И выходит так, что надо (чтобы жить в мире с евреями) совершенно не замечать их отличительных качеств. Надо раз навсегда признать, что евреи абсолютно ничем не отличаются от остальных наций, то есть признать явное идиотство, ибо евреи как раз имеют очень резкие отличия. А потому подчиниться этой предпосылке, которой от нас требуют — не замечать еврейских отличий, — значит подчиниться грубому насилию над мыслью и чувством.
Почему и отчего происходит этот странный факт, что простое перечисление еврейских физических качеств (не говоря уж о моральных, душевных) является для еврейства оскорбительным, я здесь разбирать не буду. Но это так. И тут есть полная аналогия с еще более невероятным явлением. Если еврея назвать его настоящим национальным именем, тем именем, которое встречается на каждой странице Библии, то есть Жидом, то это звучит как удар хлыста, от которого содрогается самый умный и самый кроткий еврей.

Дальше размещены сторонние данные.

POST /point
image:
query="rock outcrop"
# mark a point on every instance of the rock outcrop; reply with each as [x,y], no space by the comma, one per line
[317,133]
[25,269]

Можно ли себе представить, чтобы при каких бы то ни было обстоятельствах русский оскорбился бы тем, что его называют русским? А для евреев этот факт налицо. Как это случилось, почему национальное еврейское имя стало ругательством, о сем будет ниже. Здесь надлежит только эту странность отметить для того, чтобы свободно подойти к расовому антисемитизму.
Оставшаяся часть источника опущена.